Sì perché vedere Fabio Sartori che, dopo aver ucciso Oberto in regolare duello – quasi impostogli dal vecchio! – arriva vestendo i panni di un sicario della camorra, con tanto di mitra, per poi intonare un’accorata romanza in SIb maggiore - Ciel pietoso, ciel clemente, se pregarti ancor mi lice, deh! perdona un infelice, tu mi salva per pietà – ti mette un tal disagio addosso, che la stonatura della scena finisce per farti sembrare stonato pure il tenore! Accidenti al regista! Peccato, perché la prestazione del nostro è stata tutt’altro che malvagia, in una parte per nulla facile. Ha anche rispettato alla lettera la partitura come quando, nella cavatina d’esordio, ha cantato tranquillamente il SI acuto (sul m’invita) e poi è rimasto sul FA# in chiusura.

Maria Agresta è una Leonora che convince a metà: voce sempre ben impostata, nelle volate virtuosistiche, come nei più nobili cantabili. Ma la parte – quasi da mezzosoprano – la mette in seria difficoltà nell’ottava bassa (non parliamo del LA sotto il rigo) dove arranca o… fa il pesce. Per lei comunque una calorosa accoglienza.
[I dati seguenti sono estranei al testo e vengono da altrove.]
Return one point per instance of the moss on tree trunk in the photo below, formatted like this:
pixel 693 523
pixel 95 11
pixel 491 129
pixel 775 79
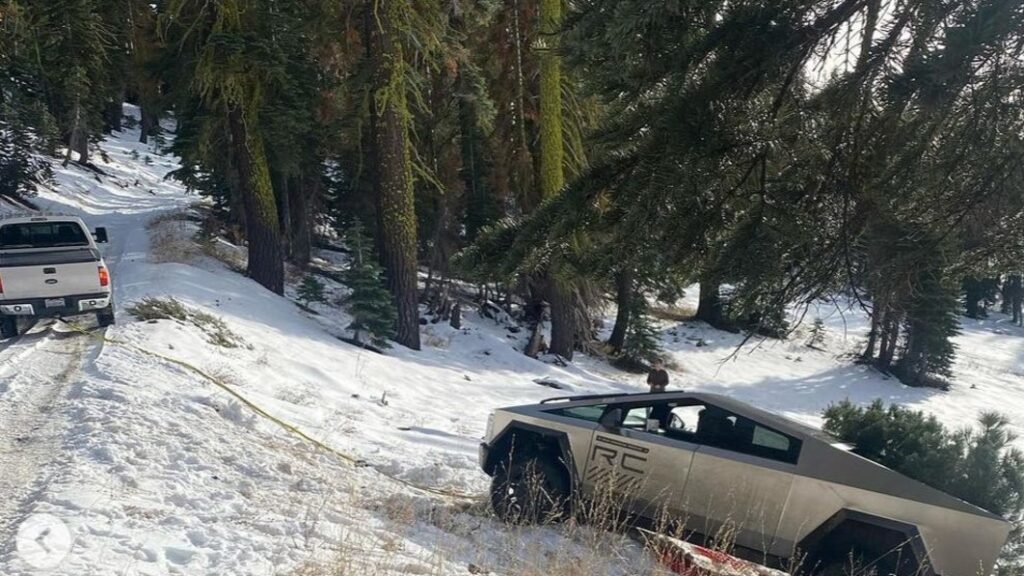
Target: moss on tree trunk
pixel 395 209
pixel 552 173
pixel 262 230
Qui dobbiamo anche ringraziare Martone per averci chiarito in modo inequivocabile, mostrandocela con un gran pancione, ciò che noi poveri pirla non avevamo minimamente sospettato dal libretto di Solera… 

Il protagonista nel ruolo del titolo è Michele Pertusi, che ha confermato la sua classe e la sua grande sicurezza: per me, il migliore della compagnia.  

Sonia Ganassi impersona Cuniza, per me, senza infamia e senza lode (anche se il pubblico le tributa solo le lodi…): anche qui temo di essere negativamente influenzato dall’esteriorità (leggi: come viene acconciata e fatta recitare dal regista) poiché invece di una nobildonna sensibile e magn-anima, sembra la zoccola di un magn-accia, e chi mi dice che pure il suo canto non si sia fatto trascinare nella… discarica in cui Martone ha collocato la vicenda.

L’Imelda di José Maria Lo Monaco ha dato il suo meritevole contributo ai numeri di insieme in cui è quasi esclusivamente impegnata.

Molto bene il coro di Bruno Casoni, che ha un impegno quantitativamente esteso, ma – credo io – relativamente facile.

Al mio conterraneo Riccardo Frizza va il mio personale plauso (pochi invece ne ha avuti dal pubblico) se non altro per aver evitato di trasformare l’Oberto in Ernani o in Boccanegra. Insomma, ci ha dignitosamente restituito il Verdi esordiente, con tutte le sue velleità e i suoi limiti, e questo in fin dei conti è ciò che si può chiedere ad un onesto concertatore.

Alla fine moderato successo, diciamo così, di stima, come ormai capita sempre più spesso in questa Scala piuttosto… appiattita (smile!)